Ensuite, tout est revenu à ses rancunes personnelles. Il a attaqué le juge qui avait rejeté son « fonds anti-militarisation », qualifiant sa décision de provenir de « juges de l’extrême gauche ». Il s’est répété en se présentant comme une victime, particulièrement lorsqu’il a évoqué la perquisition de sa résidence, espérant susciter de la compassion. Lorsqu’un journaliste lui a demandé au sujet des 1,776 milliard de dollars du « fonds secret », il a simplement répondu : « J’aime ça. Je pense que c’est très important. »
Ensuite, il a commencé à réinventer la guerre qu'il a menée en Iran. Après avoir frappé l'Iran sans l'approbation du Congrès, il souhaite que les gens croient que cela ne constitue même pas une guerre. « Ce n'est pas un grand problème pour nous », a-t-il dit, « nous avons une armée puissante. Ce n'est pas un grand problème pour nous. » Dans le même temps, il a affirmé que les marchés boursiers grimpaient en flèche, que les comptes de retraite augmentaient et que les coûts diminuaient. La guerre n'est pas importante, l'économie est parfaite. Si votre facture alimentaire ne montre pas cela, vous devriez visiblement douter de vos propres yeux.
Ensuite, son sujet de conversation a dérivé vers le communisme. Il avait publié des contenus liés à cela plus tôt dans la journée sur Truth Social et semblait visiblement fier de cela. Le premier message disait : « Quelqu’un a-t-il déjà vu un communiste heureux ? » Le second était plus long : « Les communistes sont toujours populaires auprès des électeurs au début, ou, selon leur propre terminologie, auprès du “peuple” ! Mais à la fin, ce pays, cet État ou cette ville se dirigent vers l’enfer ! » Lorsqu’un journaliste lui a lu ses propres propos, il s’est immédiatement animé. « C’est ce que je viens d’écrire », a-t-il dit, « vous aimez ? Vous pensez que c’est bien écrit ? » Il brûlait de recevoir des éloges. Pour un président, c’était un moment d’embarras visible partout dans le monde.

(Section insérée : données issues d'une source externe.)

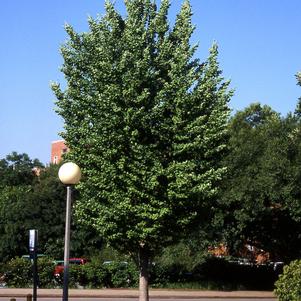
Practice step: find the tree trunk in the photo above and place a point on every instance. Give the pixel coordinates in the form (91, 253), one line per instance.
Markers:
(143, 274)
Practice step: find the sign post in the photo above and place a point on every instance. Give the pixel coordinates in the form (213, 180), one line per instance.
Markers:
(33, 245)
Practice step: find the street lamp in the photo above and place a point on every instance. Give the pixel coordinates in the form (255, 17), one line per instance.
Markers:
(69, 174)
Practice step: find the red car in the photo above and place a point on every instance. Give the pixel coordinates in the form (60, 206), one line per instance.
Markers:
(59, 264)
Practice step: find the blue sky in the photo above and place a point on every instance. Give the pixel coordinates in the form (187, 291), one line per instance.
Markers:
(259, 43)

Ensuite, c'est le même scénario habituel. Il qualifie New York, Los Angeles et certaines régions de Californie de communistes. Il incarne en première personne les agitateurs communistes qu'il imagine : « Vous n'aurez plus jamais à payer de loyer. » « Je mettrai fin à vos prêts immobiliers. » « Je vous fournirai de la nourriture gratuite. » « Suivez-moi, vous vivrez la plus grande vie. » Il joue le rôle du méchant dans une pièce de théâtre en solo. Il appelle le gouverneur de l'Illinois un « paresseux » et le maire de Chicago un « imbécile ». Il dénigre une ville après l'autre, son propre pays, énumérant les endroits qu'il prétend échouer, avant de se réinventer une fois de plus comme le seul à pouvoir les sauver.
Puis, au milieu de tout cela, il s'est soudain arrêté. Pas de conclusion, pas de fin naturelle. Il continuait de parler, passant d'une rancune à l'autre, avant de dire soudain : « Merci beaucoup à tous. » Presque immédiatement, son équipe a agi. « Merci aux médias. Merci aux médias. » Les journalistes ont été escortés hors de la pièce, et le lieu a été vidé. Trump restait assis derrière son bureau, le regard vide, les épaules affaissées, semblant s'enfoncer dans son fauteuil.

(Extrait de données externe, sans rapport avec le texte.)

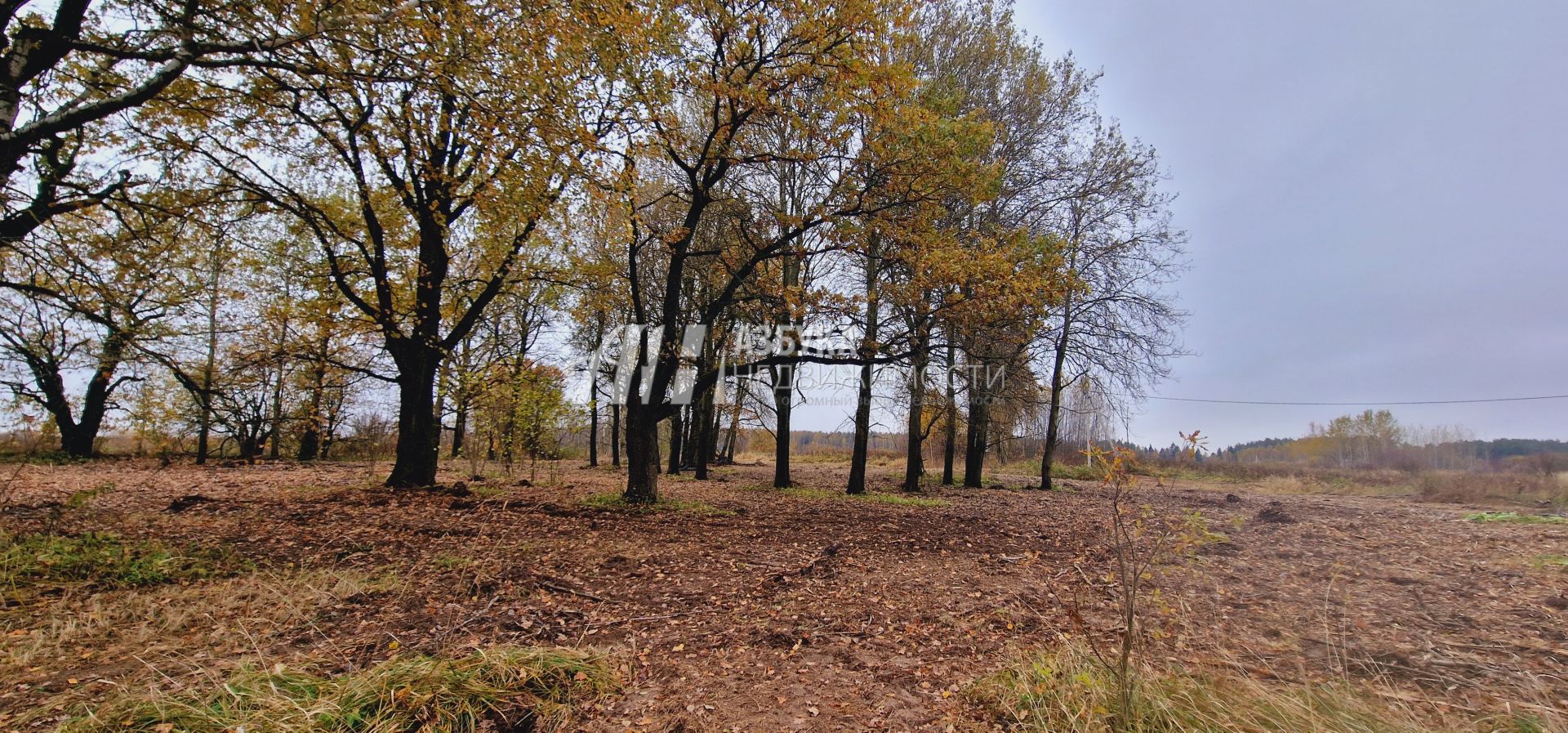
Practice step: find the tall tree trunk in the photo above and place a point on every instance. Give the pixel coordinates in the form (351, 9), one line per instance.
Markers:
(416, 421)
(1054, 412)
(734, 421)
(460, 421)
(615, 436)
(979, 424)
(283, 371)
(862, 402)
(204, 399)
(642, 453)
(675, 443)
(593, 422)
(311, 436)
(915, 458)
(949, 448)
(783, 404)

Nous avons déjà vu ce processus. Un changement s’est produit, et l’événement s’est soudainement terminé. La pièce a été évacuée, le personnel a agi rapidement, les mêmes phrases ont été répétées à plusieurs reprises, comme un signal préparé à l’avance. Nous ne savons pas ce qui a déclenché cela. Cela pourrait être un problème physique ou cognitif. Mais nous savons que ce n’est pas la manière normale dont une conférence de presse se termine, ni la manière dont le président termine habituellement ses apparitions publiques. Et cela se produit suffisamment souvent pour que les personnes autour de lui semblent parfaitement savoir quoi faire dès qu’il se produit.

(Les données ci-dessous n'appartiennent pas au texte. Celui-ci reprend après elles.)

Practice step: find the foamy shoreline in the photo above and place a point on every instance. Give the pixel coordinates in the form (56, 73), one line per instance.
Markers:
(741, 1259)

Pendant ce long cri, la journaliste de CNN, Caitlan Collins, était là pour accomplir son travail, tandis qu’il la ciblait. Il a qualifié CNN de « perfide jusqu’à la lie », « une organisation extrêmement corrompue », et a déclaré que ce réseau télévisé était de la merde. Il l’a regardée et a dit qu’elle « ne souriait jamais », qu’elle était « une jeune femme belle », mais qu’elle se tenait là « les yeux remplis de haine ». Lorsqu’elle a tenté de parler, il l’a interrompue : « Attendez, taisez-vous. » Il lui a dit : « Vous devriez avoir honte de vous-même. » Il a constamment désigné les démocrates comme les « Démocrites idiots ». Puis il a prononcé une phrase que je n’oublierai jamais. En parlant des démocrates, mais aussi d’elle, il a dit : « Ils ont un problème. Vous avez aussi un problème. »
Lorsqu'il parlait des problèmes des autres, il était assis là, tenant sa main droite avec sa main gauche, la pressant. Son visage était enflé, et son œil droit était parfois tellement gonflé qu'il peinait à l'ouvrir en marchant. Il parlait de manière constamment inintelligible, puis reprenait soudainement sa clarté. Il explosait, puis devenait plat et monotone, avant de réexploser. En tant qu'être humain, il était difficile de ne pas ressentir de l'embarras pour lui. Mais en tant qu'Américain, regarder cette scène était encore plus douloureux : penser à toutes les personnes qui ont combattu pour ce pays, puis réaliser qu'après près de 250 ans d'autonomie démocratique, le leader que nous présentons au monde est celui-là.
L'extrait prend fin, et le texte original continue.